Faced with adversity, Keuchel resilient
After allowing seven early runs, young left-hander bounces back late
JUPITER, Fla. -- With nine scoreless innings spread over three appearances, Dallas Keuchel had authored an attention-grabbing opener to his spring. The Astros left-hander, looking to secure a spot in the team's starting rotation, went into Tuesday's start against the Marlins trying to keep the zeroes flowing.
Before the game, manager Bo Porter called Keuchel's Grapefruit League performance "outstanding," and his advice for the 26-year-old was, "Just continue doing what he's done all spring."
Instead, the Marlins blitzed Keuchel for seven runs on 11 hits over his first two innings, highlighted by Giancarlo Stanton's titanic three-run blast off the roof of the building that sits beyond the left-field wall at Roger Dean Stadium.
"Baseball's a funny sport," Keuchel said. "It's one of those things where you can't get too high, can't get too low. You've got to stay even-keeled. You've got five days to rebound and work on some stuff and come out a little bit better."
Keuchel completed his four innings having thrown 76 pitches, with no walks and one strikeout. If this had been a regular-season game, he would have matched a career high with seven earned runs allowed and set a new one with 13 hits allowed, although two of those came on bunts.
On the other hand, it was just one start -- in Spring Training. If Keuchel was most upset about one thing, it was simply not making an adjustment fast enough.
Never one to succeed with dominant stuff, Keuchel felt his fastball velocity dip on Tuesday. He lost command and separation from his changeup, which came out flat. His sinker didn't display its usual late life.
"Any time you see that, you don't really get too many good results," Keuchel said. "I think the first two innings, it kind of showed."
Then came the silver lining. In the third and fourth innings, Keuchel leaned more on his curveball and slider, and Porter saw him begin to work at a brisker pace. Even if the stat line looked a bit lopsided, Keuchel made it through the fourth and wound up near his target pitch count.
"A guy gives up runs early, and then he's able to salvage his day and stay in there and chew up a couple of those innings, that holds big value, especially as you move forward throughout the course of the year," Porter said. "You don't want to be going to your bullpen in the second inning. So it was good to see him respond and give us two solid innings and kind of battle back."
After a rough day, Keuchel won't carry a sparkling ERA into his next outing. But then again, it's never been about one game for the former seventh-round pick.
"His stuff doesn't blow you away, but if you get to know Dallas over time, he grows on you," general manager Jeff Luhnow said recently.
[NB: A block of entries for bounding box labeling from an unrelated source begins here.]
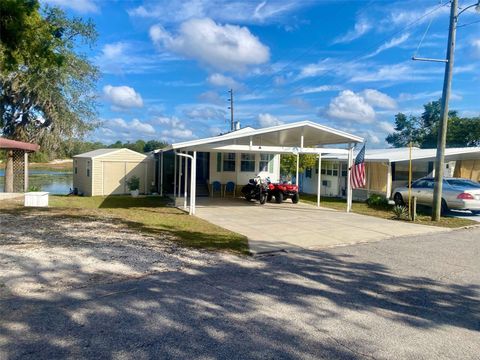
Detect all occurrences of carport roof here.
[157,121,363,151]
[324,147,480,163]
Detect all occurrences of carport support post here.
[159,151,163,196]
[173,153,179,201]
[347,144,353,212]
[190,151,197,215]
[317,153,322,207]
[177,157,183,197]
[183,150,188,209]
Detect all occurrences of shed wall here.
[73,158,92,196]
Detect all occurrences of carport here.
[155,121,363,215]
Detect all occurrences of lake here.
[0,169,73,194]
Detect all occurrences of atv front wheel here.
[292,193,300,204]
[259,194,267,205]
[275,191,283,204]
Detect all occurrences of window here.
[260,154,273,173]
[223,153,235,171]
[240,154,255,172]
[332,163,338,176]
[322,161,338,176]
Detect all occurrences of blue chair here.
[210,181,222,197]
[223,181,235,197]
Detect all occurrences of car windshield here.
[446,179,480,189]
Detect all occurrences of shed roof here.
[324,147,480,162]
[74,148,147,159]
[158,120,363,151]
[0,138,40,152]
During a trying 2013 for Astros pitchers, Keuchel tied for the team lead in innings, with 153 2/3, while starting 22 of his 31 games. In his first full big league season, he went 6-10 with a 5.15 ERA, although he performed better as a starter than out of the bullpen.
The Astros have a plethora of talented young arms coming through their system and brought in veterans like Scott Feldman and Jerome Williams this offseason to help stabilize the staff. But Keuchel figures to remain in the mix, despite a start he'd probably like to forget.
"He was a good pitcher for us last year and the year before," Luhnow said. "He's showed some inconsistencies for us two years ago and a little last year, but he's continuing to develop, and I think he's got a pretty bright future as a starter."